Shams ul Nisa
Pakistan Telecommunication Company Limited's (PTCL) revenue clocked in at Rs46.9 billion during the first half of the ongoing calendar year 2023, which is 17.3% up from Rs39.98 billion over the same period last year. The company attributed this hike in revenue to the expansion in carrier and wholesale, broadband businesses, mobile data, business solutions and banking services.
According to the company's financial results for the period ended June 30, 2023, it posted a gross profit of Rs10.3 billion compared to Rs8.46 billion over the same period last year, reporting a growth of 21.90%. PTCL's gross profit margin moved up marginally to 21.99% in 1HCY23 from 21.17% in 1HCY22.
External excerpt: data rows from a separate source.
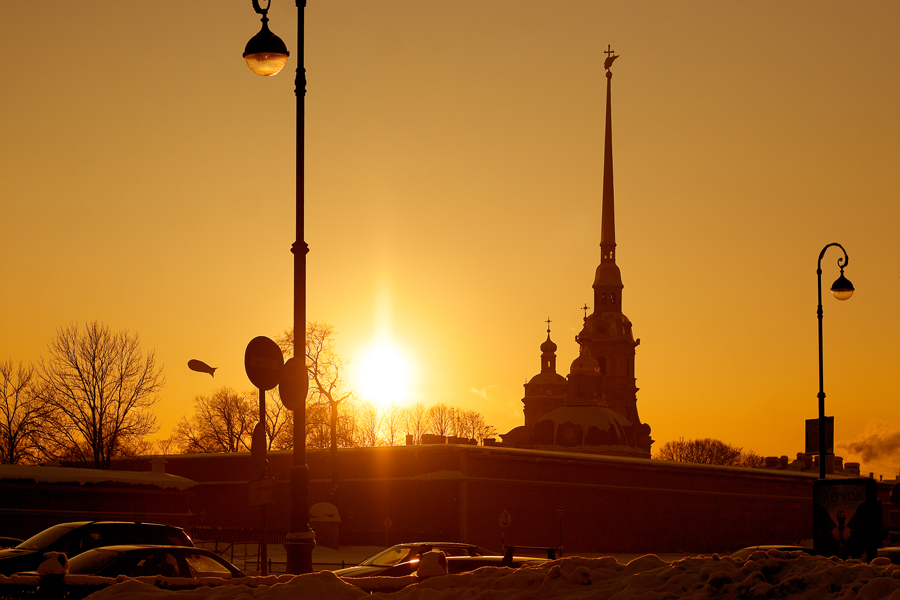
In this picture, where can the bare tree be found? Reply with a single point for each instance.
(326, 379)
(166, 446)
(708, 451)
(473, 426)
(391, 425)
(23, 417)
(101, 388)
(222, 422)
(368, 422)
(439, 418)
(415, 421)
(279, 423)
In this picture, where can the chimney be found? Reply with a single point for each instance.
(158, 464)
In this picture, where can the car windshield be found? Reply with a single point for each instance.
(46, 537)
(88, 563)
(386, 558)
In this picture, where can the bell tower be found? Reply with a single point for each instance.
(612, 342)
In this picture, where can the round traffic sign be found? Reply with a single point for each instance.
(294, 384)
(263, 362)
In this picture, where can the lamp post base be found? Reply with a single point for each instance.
(299, 547)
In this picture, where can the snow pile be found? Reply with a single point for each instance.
(789, 575)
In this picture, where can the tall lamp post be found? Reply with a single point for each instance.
(266, 54)
(841, 289)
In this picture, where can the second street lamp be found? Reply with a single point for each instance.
(841, 289)
(266, 54)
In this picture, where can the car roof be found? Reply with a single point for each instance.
(74, 524)
(128, 547)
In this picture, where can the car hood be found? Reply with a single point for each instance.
(13, 552)
(359, 571)
(13, 560)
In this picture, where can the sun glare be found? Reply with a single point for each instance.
(384, 375)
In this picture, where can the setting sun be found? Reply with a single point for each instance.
(384, 375)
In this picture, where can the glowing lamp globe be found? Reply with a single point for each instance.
(842, 289)
(266, 53)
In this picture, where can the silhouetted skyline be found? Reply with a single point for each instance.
(454, 158)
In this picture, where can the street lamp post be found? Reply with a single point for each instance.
(841, 289)
(266, 54)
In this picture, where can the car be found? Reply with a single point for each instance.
(402, 553)
(744, 553)
(462, 564)
(149, 560)
(80, 536)
(891, 552)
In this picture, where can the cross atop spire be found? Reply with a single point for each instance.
(610, 57)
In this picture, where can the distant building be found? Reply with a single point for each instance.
(594, 409)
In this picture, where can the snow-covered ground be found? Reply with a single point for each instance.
(764, 575)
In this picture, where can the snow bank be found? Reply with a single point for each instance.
(789, 575)
(93, 476)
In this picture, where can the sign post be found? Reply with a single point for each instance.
(264, 364)
(846, 518)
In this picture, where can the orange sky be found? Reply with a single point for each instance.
(454, 167)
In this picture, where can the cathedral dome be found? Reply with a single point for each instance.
(549, 346)
(550, 378)
(585, 363)
(589, 428)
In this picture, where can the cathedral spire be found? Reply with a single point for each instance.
(608, 280)
(608, 222)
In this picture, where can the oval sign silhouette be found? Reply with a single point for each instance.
(263, 362)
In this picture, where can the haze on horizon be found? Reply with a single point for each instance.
(453, 184)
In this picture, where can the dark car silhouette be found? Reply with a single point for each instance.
(378, 563)
(77, 537)
(146, 561)
(463, 564)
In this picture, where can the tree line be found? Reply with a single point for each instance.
(709, 451)
(90, 400)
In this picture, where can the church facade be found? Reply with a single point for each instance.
(594, 408)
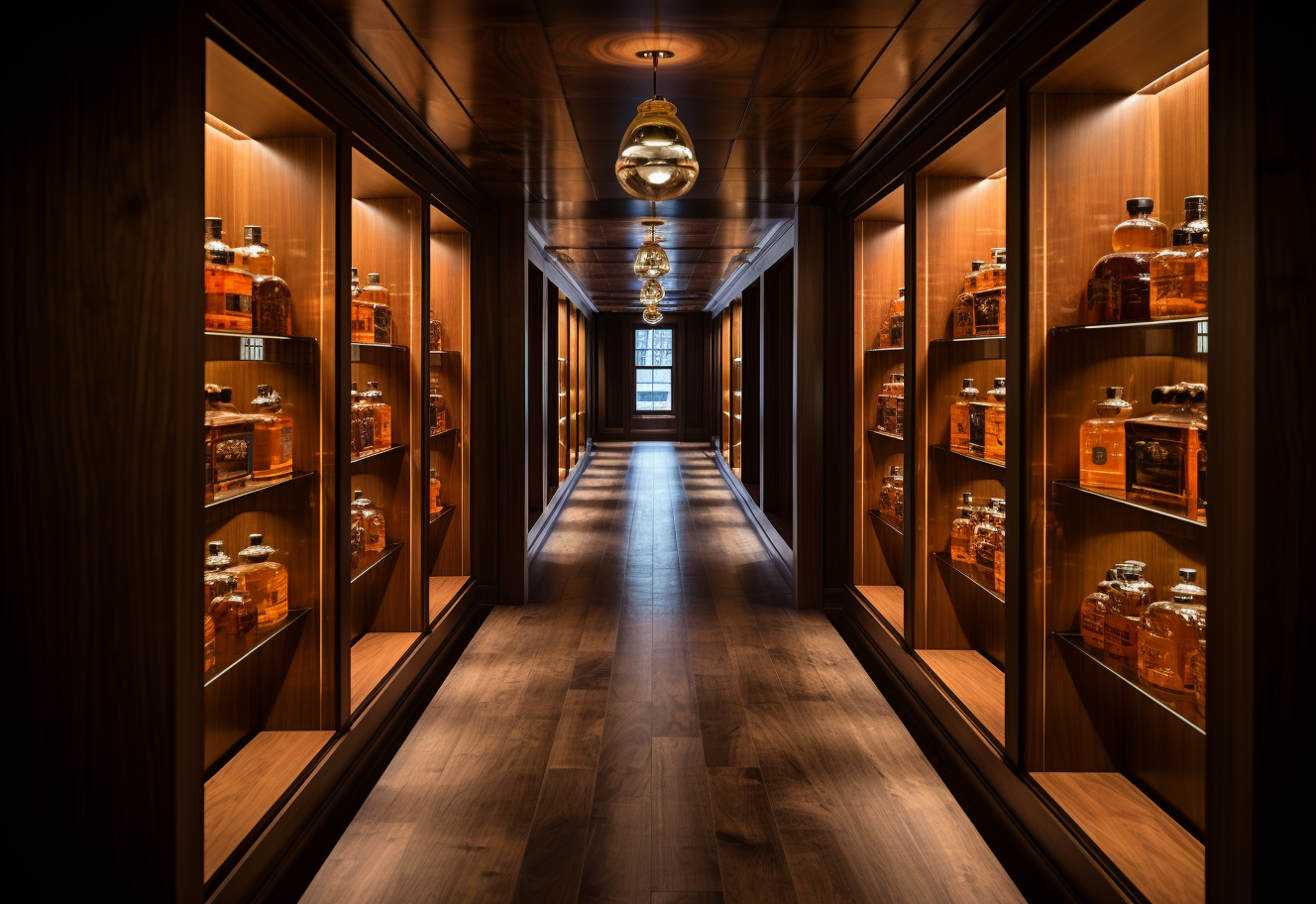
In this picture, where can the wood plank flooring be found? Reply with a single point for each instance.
(658, 726)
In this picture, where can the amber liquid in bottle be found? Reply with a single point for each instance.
(1100, 445)
(272, 299)
(273, 455)
(382, 316)
(265, 581)
(1120, 284)
(362, 314)
(962, 531)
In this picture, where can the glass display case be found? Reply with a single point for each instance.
(959, 454)
(879, 441)
(272, 361)
(448, 531)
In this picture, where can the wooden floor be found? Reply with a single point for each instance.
(658, 727)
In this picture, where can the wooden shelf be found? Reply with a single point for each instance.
(392, 449)
(373, 657)
(877, 516)
(262, 637)
(1072, 487)
(260, 348)
(981, 459)
(975, 683)
(1127, 682)
(1128, 324)
(889, 603)
(264, 487)
(389, 551)
(950, 565)
(250, 786)
(1156, 854)
(988, 352)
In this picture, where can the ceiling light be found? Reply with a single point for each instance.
(657, 160)
(652, 261)
(652, 291)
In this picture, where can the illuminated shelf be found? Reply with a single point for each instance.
(982, 459)
(1072, 487)
(262, 637)
(265, 486)
(967, 574)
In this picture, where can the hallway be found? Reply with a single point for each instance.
(657, 726)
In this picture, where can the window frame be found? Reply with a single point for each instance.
(670, 410)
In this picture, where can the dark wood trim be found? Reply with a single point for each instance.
(1043, 858)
The administrative and general expenses climbed up by 7.65%, clocking in at Rs4.19 billion during 1HCY23 compared to Rs3.89 billion in 1HCY22. This rise is because of the escalating energy and fuel prices, delay in opening letters of credit for import of necessary raw materials, devaluation of the currency, rise in interest rates and imposition of the super tax. Despite a hike in expenses, the company registered a considerable increase in operating profit, which jumped to Rs2.96 billion in 1HCY23, posting a 57.02% increase from Rs1.89 billion in 1HCY22. PTCL registered a profit-before-tax of Rs11.16 billion during the period under review compared to Rs7.74 billion in the same period last year, marking a notable growth of 44.16%.
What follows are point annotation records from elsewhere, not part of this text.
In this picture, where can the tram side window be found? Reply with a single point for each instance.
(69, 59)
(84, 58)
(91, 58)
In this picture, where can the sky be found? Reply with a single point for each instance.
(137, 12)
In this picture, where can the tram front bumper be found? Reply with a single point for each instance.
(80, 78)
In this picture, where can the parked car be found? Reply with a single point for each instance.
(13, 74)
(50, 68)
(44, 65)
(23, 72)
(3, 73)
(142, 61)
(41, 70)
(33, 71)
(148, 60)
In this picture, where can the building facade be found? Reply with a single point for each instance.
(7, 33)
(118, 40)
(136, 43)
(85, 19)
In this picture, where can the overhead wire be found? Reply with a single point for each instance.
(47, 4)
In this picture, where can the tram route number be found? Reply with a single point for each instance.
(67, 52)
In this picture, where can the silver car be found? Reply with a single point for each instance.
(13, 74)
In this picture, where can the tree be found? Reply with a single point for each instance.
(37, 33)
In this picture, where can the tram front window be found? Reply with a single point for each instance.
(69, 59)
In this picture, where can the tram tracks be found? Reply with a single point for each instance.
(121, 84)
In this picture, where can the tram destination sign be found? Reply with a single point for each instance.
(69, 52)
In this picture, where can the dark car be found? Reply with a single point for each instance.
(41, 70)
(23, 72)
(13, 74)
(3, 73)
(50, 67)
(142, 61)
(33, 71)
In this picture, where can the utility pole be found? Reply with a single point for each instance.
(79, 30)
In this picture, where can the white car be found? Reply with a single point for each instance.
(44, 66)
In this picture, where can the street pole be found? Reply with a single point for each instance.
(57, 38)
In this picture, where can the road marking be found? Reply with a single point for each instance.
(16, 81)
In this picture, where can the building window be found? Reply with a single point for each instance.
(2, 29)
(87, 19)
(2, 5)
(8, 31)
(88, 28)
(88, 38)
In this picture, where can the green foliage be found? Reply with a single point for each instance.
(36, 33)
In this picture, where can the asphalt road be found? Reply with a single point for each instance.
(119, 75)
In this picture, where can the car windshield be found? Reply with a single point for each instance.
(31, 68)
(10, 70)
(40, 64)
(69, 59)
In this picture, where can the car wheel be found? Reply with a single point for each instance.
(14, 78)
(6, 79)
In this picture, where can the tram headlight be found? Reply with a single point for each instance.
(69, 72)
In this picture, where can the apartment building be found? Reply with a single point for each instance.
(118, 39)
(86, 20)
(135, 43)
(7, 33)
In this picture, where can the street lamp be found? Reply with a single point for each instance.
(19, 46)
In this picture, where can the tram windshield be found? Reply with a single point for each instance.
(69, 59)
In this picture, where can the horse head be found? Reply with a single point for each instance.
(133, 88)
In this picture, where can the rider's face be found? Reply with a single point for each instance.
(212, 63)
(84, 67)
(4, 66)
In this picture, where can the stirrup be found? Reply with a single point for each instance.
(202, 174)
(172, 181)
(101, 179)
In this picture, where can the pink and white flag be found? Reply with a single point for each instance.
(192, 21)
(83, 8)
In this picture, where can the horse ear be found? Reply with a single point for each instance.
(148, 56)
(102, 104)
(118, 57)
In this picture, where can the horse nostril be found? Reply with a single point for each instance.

This was because the company's other income soared by a massive 92.43% to Rs11.6 billion in 1HCY23 from Rs6.03 billion in 1HCY22. The net profit climbed by 34.5% to Rs6.98 billion, and the net profit margin clocked in at 14.88% versus 12.98% in 1HCY22. This increase in net profit was attributed to the rise in non-operational income because of gains from both sales of obsolete assets and foreign currency-denominated receivables. Earnings per share also grew from Rs1.02 in 1HCY22 to Rs1.37 in 1HCY23.
PTCL's non-current assets, such as property and equipment, long-term investments, long-term loans and advances, and intangible assets, climbed to Rs218.68 billion in June 2023, up 10.71% from Rs197.52 billion in December 2022. Similarly, the company's current assets, which include stores and spares, contract costs, trade debts and contract assets, loans and advances, and cash and bank balances, grew by 13.07% to Rs121.69 billion in June 2023 compared to Rs107.63 billion in December 2022. As a result, the company's total assets rose to Rs340 billion in June 2023 from Rs305 billion in December 2022, marking a growth of 11.54%.
Equity and liabilities analysis
In June 2023, PTCL's share capital and reserves stood at Rs115.03 billion, 6.46% higher than Rs108.05 billion in December 2022. The yearly report of the company showed non-current liabilities standing at Rs90.2 billion in June 2023, up 27.33% from Rs70.8 billion in December 2022. The company booked a 7.03% increase in current liabilities, which rose to Rs135.13 billion in June 2023 from Rs126.25 billion in December 2022. Hence, the company recorded total equity and liabilities of Rs340.37 billion in June 2023, higher by 11.54% than Rs305.15 billion in December 2022.
Cash flow analysis
PTCL generated net cash of Rs1.63 billion from operations in June 2023, less than Rs5.97 billion generated in June 2022. In June 2023 and June 2022, the company used cash of Rs26.23 billion and Rs10.55 billion, respectively, in investing activities. This means that the company invested in purchasing property, plant and equipment. From financing activities, the company generated Rs17.67 billion in June 2023, which was much greater than Rs4.8 billion generated in June 2022. Whereas, the company saw a massive decline in cash and cash equivalent at the end of the period from Rs2.79 billion in June 2022 to a negative value of Rs1.33 billion in June 2023.